2. After appropriately cleaning the data, carry out Exploratory Data Analysis to retyrive at least 4 insights/observations form the dataset.

In [None]:
#DataCleaning Code
print("Dataset Shape", df.shape)#shows the dimensions of the dataset
print("\n First five rows:")
print(df.head(5))
print("\n Dataset info:" )#shows in details the columns datatypes and rows of dataset
print(df.info())
print("\n Missing values") #identifies the null values if any
print(df.isnull().sum())
original_df = df.copy()
#check for duplicates
print(f"Duplicate rows: {df.duplicated().sum()}")
print("\n Missing values per column:")#checks the missing values per column
print(df.isna().sum())
print("\n statistical summary:")
print(df.describe())
#Outliers were nt tested or removed because in this dataset they Represent Real Astronomical Phenomena: in s sense that
#those extreme values dont represent measurement errors but they represent different classes of stars with fundamentally different physical properties
# like the Hypergiants with temperatures of 30,000-40,000K and luminosities of 200,000+ L/Lo are real astronomical objects


In [None]:
#EDA CODE
import numpy as np
import matplotlib.pyplot as plt
import seaborn as sns
plt.figure(figsize=(12, 5))
# INSIGHT 1
#pie chart that displays the percentages of the number of stars or shows the distribution of stars in each star type in percentages
plt.subplot(1, 2, 1)
star_type_counts = df['Star type'].value_counts()
plt.pie(star_type_counts.values, labels=star_type_counts.index, autopct='%1.1f%%')
plt.title('Distribution of Star Types')
#INSIGHT 2
#bar graph that displays the number of stars or the distribution of stars in each star category
plt.subplot(1, 2, 2)
category_counts = df['Star category'].value_counts() #counts the number of stars in the star category column
bars=plt.bar(category_counts.index, category_counts.values)
plt.title('Distribution of Star Categories')
plt.xticks(rotation=45)
plt.xlabel("Star Category")
plt.ylabel("Number Of Stars")
# Add exact number of stars on bars ie loops through each bar and puts the exact number above it
for bar, count in zip(bars, category_counts.values):
    plt.text(bar.get_x() + bar.get_width()/2, bar.get_height() + 0.5,
             f'{count}', ha='center', va='bottom')
    #INSIGHT 3
  #LUMINOSITY VS TEMPERATURE (HR DIAGRAM)
  #a scatter plot  that shows how stars cluster in specific regions based on temperature and brightness or Luminosity
  #and goes ahead to show which star type they belong to
plt.figure(figsize=(12, 5))
plt.subplot(1, 2, 1)
scatter = plt.scatter(df['Temperature (K)'], df['Luminosity (L/Lo)'],
                     c=df['Star type'], cmap='viridis', alpha=0.7) # plots a scatter graph using temperature
                     #lumninosity and Star Type categories
plt.colorbar(scatter, label='Star Type') # displays the color bar for the star types
#the x and y axes uses the base 10 logs for as their scales
plt.xscale('log')
plt.yscale('log')
plt.xlabel('Temperature (K) - log scale')
plt.ylabel('Luminosity (L/Lo) - log scale')
plt.title('Hertzsprung-Russell Diagram')
plt.gca().invert_xaxis()

#INSIGHT 4
# a histogram that shows distribution of the stars using  absolute magnitude by star category
plt.figure(figsize=(12, 5))

plt.subplot(1, 2, 1)
sns.histplot(data=df, x='Absolute magnitude (Mv)', hue='Star category', multiple="stack")
plt.title('Absolute Magnitude Distribution by Star Category')

plt.tight_layout()
plt.show()

**INSIGHT 1** The pie chart reveals that this collection of stars is perfectly balanced across five distinct classifications.
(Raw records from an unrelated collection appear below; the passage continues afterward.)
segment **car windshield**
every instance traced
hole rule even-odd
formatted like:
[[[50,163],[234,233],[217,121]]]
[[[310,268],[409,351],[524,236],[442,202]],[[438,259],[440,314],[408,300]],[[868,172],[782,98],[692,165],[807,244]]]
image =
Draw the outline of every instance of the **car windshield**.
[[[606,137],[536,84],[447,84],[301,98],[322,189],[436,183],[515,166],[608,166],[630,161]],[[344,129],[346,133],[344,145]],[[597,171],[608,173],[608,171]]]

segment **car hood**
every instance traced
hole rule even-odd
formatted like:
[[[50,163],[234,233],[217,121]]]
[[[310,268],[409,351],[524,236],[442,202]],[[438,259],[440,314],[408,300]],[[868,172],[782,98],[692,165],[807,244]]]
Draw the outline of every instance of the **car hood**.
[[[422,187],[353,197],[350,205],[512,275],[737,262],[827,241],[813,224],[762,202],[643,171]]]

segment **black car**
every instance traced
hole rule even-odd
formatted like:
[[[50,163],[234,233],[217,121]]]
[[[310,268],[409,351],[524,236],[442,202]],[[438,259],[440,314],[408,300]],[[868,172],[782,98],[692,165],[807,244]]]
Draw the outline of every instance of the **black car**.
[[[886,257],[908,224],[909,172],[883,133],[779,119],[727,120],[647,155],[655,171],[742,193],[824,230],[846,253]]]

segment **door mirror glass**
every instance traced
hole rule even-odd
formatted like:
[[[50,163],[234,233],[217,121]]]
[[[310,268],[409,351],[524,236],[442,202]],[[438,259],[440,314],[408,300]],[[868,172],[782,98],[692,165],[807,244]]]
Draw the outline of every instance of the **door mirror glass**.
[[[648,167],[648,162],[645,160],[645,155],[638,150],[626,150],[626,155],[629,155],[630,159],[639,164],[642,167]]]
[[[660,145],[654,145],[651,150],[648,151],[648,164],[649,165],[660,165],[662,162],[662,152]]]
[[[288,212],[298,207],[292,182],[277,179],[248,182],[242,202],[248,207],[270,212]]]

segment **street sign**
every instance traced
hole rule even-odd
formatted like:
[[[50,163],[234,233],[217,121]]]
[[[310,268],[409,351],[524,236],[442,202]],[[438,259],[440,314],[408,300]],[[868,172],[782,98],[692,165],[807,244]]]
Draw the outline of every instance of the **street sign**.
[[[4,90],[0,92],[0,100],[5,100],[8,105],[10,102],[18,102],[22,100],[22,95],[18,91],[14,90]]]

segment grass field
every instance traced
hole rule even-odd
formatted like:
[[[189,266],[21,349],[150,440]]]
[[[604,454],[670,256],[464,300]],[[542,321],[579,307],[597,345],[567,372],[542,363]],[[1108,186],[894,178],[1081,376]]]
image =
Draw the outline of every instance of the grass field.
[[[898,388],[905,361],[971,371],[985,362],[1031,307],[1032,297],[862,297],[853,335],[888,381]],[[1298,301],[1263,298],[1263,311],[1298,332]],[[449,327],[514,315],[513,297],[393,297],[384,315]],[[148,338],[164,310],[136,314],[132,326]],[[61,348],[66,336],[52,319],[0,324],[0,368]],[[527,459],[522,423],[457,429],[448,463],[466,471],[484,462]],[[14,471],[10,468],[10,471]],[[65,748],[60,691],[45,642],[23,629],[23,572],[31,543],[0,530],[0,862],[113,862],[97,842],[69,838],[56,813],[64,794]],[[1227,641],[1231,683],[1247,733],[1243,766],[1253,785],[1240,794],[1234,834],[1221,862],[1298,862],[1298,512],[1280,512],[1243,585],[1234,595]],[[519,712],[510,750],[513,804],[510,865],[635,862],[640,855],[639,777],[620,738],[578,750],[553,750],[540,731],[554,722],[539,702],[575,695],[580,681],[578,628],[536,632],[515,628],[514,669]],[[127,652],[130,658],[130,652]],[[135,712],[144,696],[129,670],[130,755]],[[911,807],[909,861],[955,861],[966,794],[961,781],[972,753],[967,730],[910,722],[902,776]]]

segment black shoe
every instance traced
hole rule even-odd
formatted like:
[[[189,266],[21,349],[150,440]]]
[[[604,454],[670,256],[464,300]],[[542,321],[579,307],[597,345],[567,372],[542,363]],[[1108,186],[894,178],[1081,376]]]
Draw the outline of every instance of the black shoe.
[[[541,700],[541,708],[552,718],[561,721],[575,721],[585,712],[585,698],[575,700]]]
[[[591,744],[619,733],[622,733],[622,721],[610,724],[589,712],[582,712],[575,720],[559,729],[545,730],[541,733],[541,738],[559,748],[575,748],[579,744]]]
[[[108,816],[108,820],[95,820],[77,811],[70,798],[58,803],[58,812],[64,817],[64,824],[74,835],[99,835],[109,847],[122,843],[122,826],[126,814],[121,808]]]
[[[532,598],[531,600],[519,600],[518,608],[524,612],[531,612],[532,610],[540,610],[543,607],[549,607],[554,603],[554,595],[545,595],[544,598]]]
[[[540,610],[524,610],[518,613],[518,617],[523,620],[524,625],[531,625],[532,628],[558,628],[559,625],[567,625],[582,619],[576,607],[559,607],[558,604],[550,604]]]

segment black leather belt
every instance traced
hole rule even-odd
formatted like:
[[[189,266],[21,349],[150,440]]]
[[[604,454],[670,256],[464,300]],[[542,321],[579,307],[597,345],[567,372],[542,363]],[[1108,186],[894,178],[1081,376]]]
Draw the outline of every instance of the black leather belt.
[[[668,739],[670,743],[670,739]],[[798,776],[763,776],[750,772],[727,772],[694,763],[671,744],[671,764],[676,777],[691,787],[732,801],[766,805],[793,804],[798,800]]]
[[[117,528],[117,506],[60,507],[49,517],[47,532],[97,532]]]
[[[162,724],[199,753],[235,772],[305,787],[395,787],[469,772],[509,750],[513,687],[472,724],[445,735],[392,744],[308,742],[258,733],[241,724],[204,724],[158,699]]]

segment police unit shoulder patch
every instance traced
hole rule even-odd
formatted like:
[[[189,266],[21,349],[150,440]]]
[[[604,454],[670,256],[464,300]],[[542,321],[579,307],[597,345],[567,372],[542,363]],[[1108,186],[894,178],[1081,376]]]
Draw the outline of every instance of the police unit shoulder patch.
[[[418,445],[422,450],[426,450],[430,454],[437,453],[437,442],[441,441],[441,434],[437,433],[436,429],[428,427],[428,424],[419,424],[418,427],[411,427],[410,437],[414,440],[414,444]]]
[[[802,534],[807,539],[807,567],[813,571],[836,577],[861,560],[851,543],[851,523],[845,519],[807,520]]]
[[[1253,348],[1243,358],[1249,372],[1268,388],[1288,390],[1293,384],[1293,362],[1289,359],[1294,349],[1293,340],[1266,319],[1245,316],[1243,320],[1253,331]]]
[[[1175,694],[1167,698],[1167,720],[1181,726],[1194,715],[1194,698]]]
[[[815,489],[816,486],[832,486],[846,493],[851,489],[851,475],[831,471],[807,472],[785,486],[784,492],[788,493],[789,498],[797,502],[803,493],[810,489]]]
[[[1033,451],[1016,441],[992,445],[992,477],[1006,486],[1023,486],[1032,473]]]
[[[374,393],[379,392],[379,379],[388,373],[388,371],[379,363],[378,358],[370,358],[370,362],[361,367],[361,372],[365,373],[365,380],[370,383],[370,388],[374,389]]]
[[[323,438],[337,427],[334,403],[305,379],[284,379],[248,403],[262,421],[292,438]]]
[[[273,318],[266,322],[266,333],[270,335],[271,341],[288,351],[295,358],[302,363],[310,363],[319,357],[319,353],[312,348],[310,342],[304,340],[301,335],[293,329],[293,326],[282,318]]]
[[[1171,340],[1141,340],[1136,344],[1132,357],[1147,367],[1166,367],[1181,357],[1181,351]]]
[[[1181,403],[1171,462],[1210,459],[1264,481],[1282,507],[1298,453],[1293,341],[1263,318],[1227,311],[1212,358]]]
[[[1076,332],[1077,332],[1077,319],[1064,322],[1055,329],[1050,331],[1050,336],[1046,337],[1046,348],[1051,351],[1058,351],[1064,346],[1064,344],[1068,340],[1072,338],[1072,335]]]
Each star type represents exactly one-fifth of the total population, suggesting this is either a carefully curated sample or these five categories represent fundamental, equally prevalent stages in stellar classification.

**INSIGHT 2** The bar chart shows six major families of stars, with each family containing precisely the same number of members. This perfect symmetry across Brown Dwarfs, Red Dwarfs, White Dwarfs, Main Sequence stars, Supergiants, and Hypergiants indicates these categories represent distinct, well-defined classes of stellar objects in this sample.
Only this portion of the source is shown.